At the end of this series of abnormal desires one will only think of the game of signs while reading; There can be as little talk of the sensible act as that of the tangible subject. Norbert Gestrin finally wrote a theoretical communication treatise in the form of a novel, which, if considered good literature, impresses with its over-staging and repetition.

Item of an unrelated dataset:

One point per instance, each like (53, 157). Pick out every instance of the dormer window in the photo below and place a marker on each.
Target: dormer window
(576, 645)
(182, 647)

It sometimes seems to a long-time reader of Gechtrin that he wants to free himself from the compulsion of self-reference into a paradoxical intervention: not by returning to a plausibly understandable plot, but by increasing the self-reference, and closing the novel. The world of intermarriage, its forbidden intensification – is reflected in terms of content in absolute incest relations. Incest is excluded. So he does not go out into the world, but intensifies it by sexual attraction to the point where everything perfectly matches everything else.
Elias and especially Enas tend to attract other lovers, to make them dependent on the power of intellectual arrogance, and the reader cannot shake the feeling that his efforts at interpretation are indeed part of this sadistic masochistic condition. Above all, Elias drowns out his rival and shares all his neuroses and longings with him. Or a beloved takes care of it from his sister, and she enjoys it quietly.
For example, in Moritz and Karl we have two strong lovers of bipolar disorder, in Ulrich and “Shock in Love Writer” two weak sadists who were subjected to psychological and physical torture by an angry couple. There is no way out. But since all the characters tell everything obsessively, we also read about another half-sister of the incestuous couple named Emma, who lives “across the border”; What is meant is “French” Italy outside of Tyrol, but we translate: outside the novel. One can see memories of the person who doesn’t speak, but a lot has been said about Jacob, the central character in Norbert Guchstern’s debut “Einer” from 1988, who, while people are still talking about, is already being transported to the psychiatric ward.
There were not many autobiographical references in Norbert Gechterin’s good novels and long stories. One must have completed a basic Gstrein course in order to enjoy reading it. But until then, the indifference that results from the standardization of means will annoy one. Only at the end of the novel lies a brief and disturbing immersion in frivolous discourse. Then Gstrein suddenly focuses on homophobia and racism in their contemporary suspicious forms. This elegant grumble in the present is so delicate that a short chapter has been written in English. One feels briefly deceived by the tragedy that occurred in cheap indignation. But the injured jump into the water together, naked. It shuts down their bodies – a final image of constant indifference.